The Ideal Husband

I’d made a best friend during my time working at the restaurant. She was the same age as I was and she spoke some English. We had fun hanging out together. She had been a ryūgakusei in Mexico, proving to me that she was a real maverick since most girls studied abroad in America or England. She was studying to get her tour guide menkyo (a doozy of a test) and wasn’t looking to settle down anytime soon.

Me as a ryūgakusei with my homestay family

However, her parents were of the exact opposite opinion. They thought it was high time she married and they had already put her through a number of omiai meetings.

“How many have you done?” I asked out of curiosity.

“I don’t know. I lost count. Maybe 20?” (!!!)

So, I could see that an omiai wasn’t a done deal and was almost more like a blind date. Keiko certainly was treating them that way.

One day, her parents had had enough. They announced that the next one was for real and she WOULD marry him. Keiko’s response to this was to run away to my geshuku where there was no phone and they couldn’t reach her. But she admitted to me that she was resigned. It was going to happen.

Thanking their parents for arranging the marriage?

It did. Beneath all the rebellion Keiko knew that her parents had her best interests in mind. She told me he looked old enough to be her ojisan and that he was stodgy. But she married him and they are still married to this day with grandchildren now.

There’s a Japanese expression that goes “teishu wa genki de, rusu ga ii.” It means that the best husbands are healthy and not around too much. I’m pretty sure that most women my age still hold this to be true.
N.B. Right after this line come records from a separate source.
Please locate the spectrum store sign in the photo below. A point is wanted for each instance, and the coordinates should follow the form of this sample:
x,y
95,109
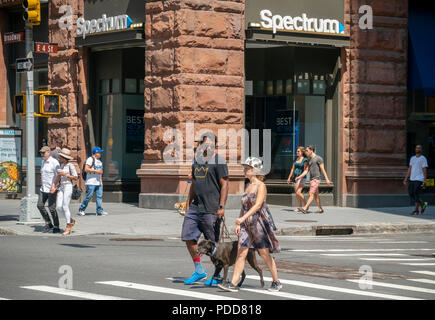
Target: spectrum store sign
x,y
103,24
300,23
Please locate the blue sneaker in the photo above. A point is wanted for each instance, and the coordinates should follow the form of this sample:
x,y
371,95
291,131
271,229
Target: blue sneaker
x,y
212,282
195,277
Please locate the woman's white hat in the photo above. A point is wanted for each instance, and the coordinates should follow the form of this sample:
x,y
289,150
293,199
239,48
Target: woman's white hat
x,y
66,153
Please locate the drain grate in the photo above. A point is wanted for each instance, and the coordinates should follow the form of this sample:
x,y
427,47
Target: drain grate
x,y
135,239
333,230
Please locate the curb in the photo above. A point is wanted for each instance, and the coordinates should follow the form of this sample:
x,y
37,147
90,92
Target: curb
x,y
7,232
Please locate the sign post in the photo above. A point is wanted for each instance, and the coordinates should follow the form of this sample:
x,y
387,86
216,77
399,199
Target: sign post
x,y
28,209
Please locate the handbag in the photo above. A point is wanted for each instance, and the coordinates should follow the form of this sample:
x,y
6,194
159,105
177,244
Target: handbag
x,y
76,191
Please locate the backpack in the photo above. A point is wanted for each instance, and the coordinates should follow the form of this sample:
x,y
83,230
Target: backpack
x,y
84,173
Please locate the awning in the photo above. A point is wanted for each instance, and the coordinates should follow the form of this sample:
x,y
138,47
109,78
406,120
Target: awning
x,y
125,37
297,38
421,49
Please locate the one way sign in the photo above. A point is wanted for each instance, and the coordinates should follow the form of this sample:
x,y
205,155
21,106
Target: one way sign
x,y
24,64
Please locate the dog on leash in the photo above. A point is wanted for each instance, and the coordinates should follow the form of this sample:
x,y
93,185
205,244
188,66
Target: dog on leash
x,y
181,207
224,256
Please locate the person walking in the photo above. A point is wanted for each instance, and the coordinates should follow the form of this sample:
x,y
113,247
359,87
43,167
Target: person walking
x,y
315,167
417,175
65,177
205,205
48,191
254,227
94,182
298,167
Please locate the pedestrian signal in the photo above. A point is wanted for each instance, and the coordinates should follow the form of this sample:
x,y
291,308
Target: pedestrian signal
x,y
33,12
20,104
49,104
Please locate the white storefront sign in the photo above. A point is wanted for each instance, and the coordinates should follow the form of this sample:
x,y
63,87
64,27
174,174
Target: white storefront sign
x,y
103,24
299,23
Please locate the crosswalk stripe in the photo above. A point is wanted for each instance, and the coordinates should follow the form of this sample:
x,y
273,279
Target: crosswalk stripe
x,y
423,280
361,254
337,289
419,264
394,286
429,273
186,293
397,259
278,294
356,250
283,294
72,293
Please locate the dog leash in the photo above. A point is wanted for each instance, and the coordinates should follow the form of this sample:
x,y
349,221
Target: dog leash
x,y
224,232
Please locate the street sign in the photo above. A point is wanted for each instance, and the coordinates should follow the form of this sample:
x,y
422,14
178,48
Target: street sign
x,y
42,47
13,37
24,64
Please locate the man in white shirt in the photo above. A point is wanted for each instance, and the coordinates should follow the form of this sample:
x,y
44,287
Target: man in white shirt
x,y
94,182
48,191
417,172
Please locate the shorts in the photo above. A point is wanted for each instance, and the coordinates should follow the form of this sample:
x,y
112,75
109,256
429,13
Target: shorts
x,y
414,190
314,186
196,223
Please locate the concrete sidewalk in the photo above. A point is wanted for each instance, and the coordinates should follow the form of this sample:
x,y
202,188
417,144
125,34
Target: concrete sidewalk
x,y
129,220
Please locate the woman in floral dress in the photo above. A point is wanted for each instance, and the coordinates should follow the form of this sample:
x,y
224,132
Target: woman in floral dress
x,y
255,227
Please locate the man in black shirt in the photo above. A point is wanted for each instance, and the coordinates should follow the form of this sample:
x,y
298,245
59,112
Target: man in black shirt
x,y
205,204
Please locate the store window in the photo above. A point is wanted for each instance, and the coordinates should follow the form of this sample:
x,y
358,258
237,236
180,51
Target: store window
x,y
288,96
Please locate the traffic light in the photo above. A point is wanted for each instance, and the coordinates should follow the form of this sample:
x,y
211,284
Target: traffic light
x,y
49,104
20,103
33,11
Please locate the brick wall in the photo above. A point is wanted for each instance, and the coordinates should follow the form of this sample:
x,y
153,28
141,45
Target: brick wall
x,y
67,77
194,68
3,69
374,99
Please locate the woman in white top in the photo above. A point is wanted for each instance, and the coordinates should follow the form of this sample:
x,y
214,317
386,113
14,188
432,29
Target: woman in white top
x,y
66,174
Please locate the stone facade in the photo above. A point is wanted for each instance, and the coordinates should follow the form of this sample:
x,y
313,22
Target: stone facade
x,y
374,100
194,68
67,77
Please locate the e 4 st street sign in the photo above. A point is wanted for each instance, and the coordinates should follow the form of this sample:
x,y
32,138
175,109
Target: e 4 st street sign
x,y
41,47
24,64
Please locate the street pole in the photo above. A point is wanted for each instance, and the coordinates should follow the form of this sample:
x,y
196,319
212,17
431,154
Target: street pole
x,y
28,205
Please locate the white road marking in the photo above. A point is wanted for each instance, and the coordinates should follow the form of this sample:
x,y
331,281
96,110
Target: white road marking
x,y
361,254
72,293
419,264
277,294
394,286
355,250
186,293
283,294
423,280
429,273
337,289
397,259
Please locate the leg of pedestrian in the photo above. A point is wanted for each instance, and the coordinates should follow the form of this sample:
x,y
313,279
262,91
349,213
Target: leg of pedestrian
x,y
42,199
89,193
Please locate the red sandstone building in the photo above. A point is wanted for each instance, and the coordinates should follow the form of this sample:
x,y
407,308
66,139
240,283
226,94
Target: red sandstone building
x,y
304,69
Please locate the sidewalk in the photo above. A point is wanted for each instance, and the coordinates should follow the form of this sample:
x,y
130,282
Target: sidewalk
x,y
129,220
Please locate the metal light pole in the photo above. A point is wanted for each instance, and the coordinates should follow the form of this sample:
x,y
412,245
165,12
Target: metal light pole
x,y
28,210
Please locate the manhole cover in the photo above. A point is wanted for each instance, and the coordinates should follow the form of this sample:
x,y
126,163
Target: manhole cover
x,y
135,239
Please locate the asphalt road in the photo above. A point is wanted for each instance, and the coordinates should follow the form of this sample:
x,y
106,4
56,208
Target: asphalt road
x,y
403,267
  • ryūgakusei – 留学生 study abroad student
  • menkyo – 免許 license. You can use this for driver’s license, but there are also licenses for teaching flower arranging, calligraphy etc. Just about anything in Japan seems to require some license or another and the tests are usually quite rigorous.
  • omiai – お見合い arranged marriage. Usually what happens is that photos and written profiles are exchanged and if there is an interest, a meeting is arranged. Better than match.com perhaps?
  • geshuku – 下宿 boarding house. Rare, these days, but poor students usually lived in these. It would usually be one room, a shared toilet area and a nearby public bath.
  • ojisan – おじさん uncle
  • teishu wa genki de, rusu ga ii – 亭主は元気で留守が良い Teishu =master of the house, genki=healthy, rusu=not home, ii = good. Wa, de, and ga are particles that hold the expression together.